Almost-linear time parameterized algorithm for rankwidth via dynamic rankwidth
Tuukka Korhonen, Marek Sokołowski
TL;DR
The paper presents an almost-linear time, k-parameterized algorithm for rankwidth via a dynamic rankwidth framework. It builds a dynamic data structure that maintains annotated rank decompositions of width at most 4k under edge insertions/deletions, with amortized time 2^{O_k(sqrt(log n log log n))}, and supports LinCMSO1 queries; this underpins an O_k(n 2^{sqrt{log n} log log n}) + O(m) time algorithm for computing rankwidth (or certifying that it exceeds k) and yields a (2^{k+1}-1)-cliquewidth expression in the same time. The approach hinges on annotated rank decompositions, a refinement pipeline using closures, a height-reduction scheme, and a Dealternation Lemma to bound local complexity, all implemented via rank-decomposition automata that process CMSO1/LinCMSO1 specifications. The work extends prior O_k(n^2) results to near-linear performance, enabling CMSO1-expressible problems to be solved efficiently on graphs with bounded rankwidth, and provides a framework for dense updates and closures within a dynamic setting. The combination of dynamic data structures, automata-based DP on decompositions, and closure-based refinements constitutes a substantial advance in practical rankwidth/cliquewidth computation and algorithmic meta-theorems for graph problems on dense graphs.
Abstract
We give an algorithm that given a graph $G$ with $n$ vertices and $m$ edges and an integer $k$, in time $O_k(n^{1+o(1)}) + O(m)$ either outputs a rank decomposition of $G$ of width at most $k$ or determines that the rankwidth of $G$ is larger than $k$; the $O_k(\cdot)$-notation hides factors depending on $k$. Our algorithm returns also a $(2^{k+1}-1)$-expression for cliquewidth, yielding a $(2^{k+1}-1)$-approximation algorithm for cliquewidth with the same running time.

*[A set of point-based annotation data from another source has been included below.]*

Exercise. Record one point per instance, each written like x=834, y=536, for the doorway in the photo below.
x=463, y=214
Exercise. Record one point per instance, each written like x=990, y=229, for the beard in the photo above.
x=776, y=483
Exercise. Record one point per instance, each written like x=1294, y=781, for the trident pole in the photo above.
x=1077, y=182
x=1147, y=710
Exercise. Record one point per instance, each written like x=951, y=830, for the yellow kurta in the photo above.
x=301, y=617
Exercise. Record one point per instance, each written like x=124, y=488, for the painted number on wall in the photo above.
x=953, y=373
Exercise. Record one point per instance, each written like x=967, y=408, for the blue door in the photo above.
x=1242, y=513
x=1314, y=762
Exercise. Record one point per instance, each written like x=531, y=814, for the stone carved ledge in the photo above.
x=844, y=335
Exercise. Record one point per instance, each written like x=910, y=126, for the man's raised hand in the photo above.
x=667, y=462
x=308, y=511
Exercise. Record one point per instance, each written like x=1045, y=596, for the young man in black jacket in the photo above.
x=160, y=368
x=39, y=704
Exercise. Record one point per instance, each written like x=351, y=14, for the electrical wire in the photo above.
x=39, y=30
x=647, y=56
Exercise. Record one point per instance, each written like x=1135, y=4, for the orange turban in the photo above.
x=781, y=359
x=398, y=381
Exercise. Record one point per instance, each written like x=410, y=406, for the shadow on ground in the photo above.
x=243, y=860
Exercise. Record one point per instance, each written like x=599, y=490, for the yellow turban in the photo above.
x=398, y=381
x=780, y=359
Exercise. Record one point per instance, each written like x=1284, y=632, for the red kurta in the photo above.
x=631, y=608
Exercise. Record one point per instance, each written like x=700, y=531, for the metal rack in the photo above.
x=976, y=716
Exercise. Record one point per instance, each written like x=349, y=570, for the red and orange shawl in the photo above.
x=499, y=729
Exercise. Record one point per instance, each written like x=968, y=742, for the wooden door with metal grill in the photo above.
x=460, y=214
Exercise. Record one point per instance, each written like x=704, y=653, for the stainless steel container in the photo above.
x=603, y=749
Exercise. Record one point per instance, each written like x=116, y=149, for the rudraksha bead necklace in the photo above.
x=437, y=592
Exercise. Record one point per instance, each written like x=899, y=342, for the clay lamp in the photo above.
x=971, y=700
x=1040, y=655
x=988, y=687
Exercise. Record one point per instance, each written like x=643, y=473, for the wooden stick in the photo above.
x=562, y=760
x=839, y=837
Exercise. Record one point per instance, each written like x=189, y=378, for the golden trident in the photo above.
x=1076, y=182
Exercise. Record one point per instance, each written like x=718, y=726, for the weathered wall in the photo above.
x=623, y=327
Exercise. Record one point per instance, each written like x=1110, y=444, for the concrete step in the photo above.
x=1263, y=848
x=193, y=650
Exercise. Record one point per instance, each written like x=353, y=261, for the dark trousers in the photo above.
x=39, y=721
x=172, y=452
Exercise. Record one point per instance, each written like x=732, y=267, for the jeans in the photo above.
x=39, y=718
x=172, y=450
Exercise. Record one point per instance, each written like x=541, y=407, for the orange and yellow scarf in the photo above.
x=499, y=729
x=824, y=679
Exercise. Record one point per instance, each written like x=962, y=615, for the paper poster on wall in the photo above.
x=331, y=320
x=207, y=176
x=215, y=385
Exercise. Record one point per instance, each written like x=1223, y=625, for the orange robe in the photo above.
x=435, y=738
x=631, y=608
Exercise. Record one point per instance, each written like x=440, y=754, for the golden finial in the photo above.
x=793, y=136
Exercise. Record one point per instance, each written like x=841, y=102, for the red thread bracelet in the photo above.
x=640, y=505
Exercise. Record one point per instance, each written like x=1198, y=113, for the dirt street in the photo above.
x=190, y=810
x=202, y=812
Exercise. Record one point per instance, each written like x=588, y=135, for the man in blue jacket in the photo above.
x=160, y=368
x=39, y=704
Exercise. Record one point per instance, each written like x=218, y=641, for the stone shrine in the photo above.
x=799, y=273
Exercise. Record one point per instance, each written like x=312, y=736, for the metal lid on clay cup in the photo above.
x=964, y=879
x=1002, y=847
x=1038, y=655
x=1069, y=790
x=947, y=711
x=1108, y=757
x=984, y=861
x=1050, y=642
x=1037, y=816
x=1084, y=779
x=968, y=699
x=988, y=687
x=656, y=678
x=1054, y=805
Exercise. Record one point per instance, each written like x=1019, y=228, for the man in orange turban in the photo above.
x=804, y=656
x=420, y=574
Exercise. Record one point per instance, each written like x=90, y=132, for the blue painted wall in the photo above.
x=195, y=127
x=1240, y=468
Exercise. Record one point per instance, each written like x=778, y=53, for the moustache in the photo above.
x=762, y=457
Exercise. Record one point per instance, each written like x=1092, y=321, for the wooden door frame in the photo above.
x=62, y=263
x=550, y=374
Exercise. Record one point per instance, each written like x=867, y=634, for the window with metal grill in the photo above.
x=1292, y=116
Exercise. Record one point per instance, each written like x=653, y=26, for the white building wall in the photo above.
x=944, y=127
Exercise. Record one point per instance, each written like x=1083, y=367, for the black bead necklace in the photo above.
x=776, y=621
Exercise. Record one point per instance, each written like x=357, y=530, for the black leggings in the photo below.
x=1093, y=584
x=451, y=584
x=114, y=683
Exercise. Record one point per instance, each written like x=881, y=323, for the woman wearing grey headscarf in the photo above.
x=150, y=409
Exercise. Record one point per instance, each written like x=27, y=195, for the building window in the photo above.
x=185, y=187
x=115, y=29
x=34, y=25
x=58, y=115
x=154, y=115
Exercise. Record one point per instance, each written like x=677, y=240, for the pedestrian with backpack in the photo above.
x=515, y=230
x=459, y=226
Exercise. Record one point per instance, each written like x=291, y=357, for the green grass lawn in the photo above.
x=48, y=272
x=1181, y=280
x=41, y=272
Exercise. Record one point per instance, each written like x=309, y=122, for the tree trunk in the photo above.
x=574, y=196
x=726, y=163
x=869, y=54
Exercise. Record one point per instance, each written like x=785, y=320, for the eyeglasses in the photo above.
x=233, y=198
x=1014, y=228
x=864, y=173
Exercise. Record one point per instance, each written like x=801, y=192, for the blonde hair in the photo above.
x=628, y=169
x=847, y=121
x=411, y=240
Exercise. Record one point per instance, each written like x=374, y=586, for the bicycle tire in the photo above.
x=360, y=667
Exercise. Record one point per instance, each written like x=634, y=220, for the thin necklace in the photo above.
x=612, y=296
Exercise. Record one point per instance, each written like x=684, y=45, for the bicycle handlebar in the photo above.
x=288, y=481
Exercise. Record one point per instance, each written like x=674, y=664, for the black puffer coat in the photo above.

This improves upon the $O_k(n^2)$ time algorithm of Fomin and Korhonen [STOC 2022]. The main ingredient of our algorithm is a fully dynamic algorithm for maintaining rank decompositions of bounded width: We give a data structure that for a dynamic $n$-vertex graph $G$ that is updated by edge insertions and deletions maintains a rank decomposition of $G$ of width at most $4k$ under the promise that the rankwidth of $G$ never grows above $k$. The amortized running time of each update is $O_k(2^{\sqrt{\log n} \log \log n})$. The data structure furthermore can maintain whether $G$ satisfies some fixed ${\sf CMSO}_1$ property within the same running time. We also give a framework for performing ``dense'' edge updates inside a given set of vertices $X$, where the new edges inside $X$ are described by a given ${\sf CMSO}_1$ sentence and vertex labels, in amortized $O_k(|X| \cdot 2^{\sqrt{\log n} \log \log n})$ time. Our dynamic algorithm generalizes the dynamic treewidth algorithm of Korhonen, Majewski, Nadara, Pilipczuk, and Sokołowski [FOCS 2023].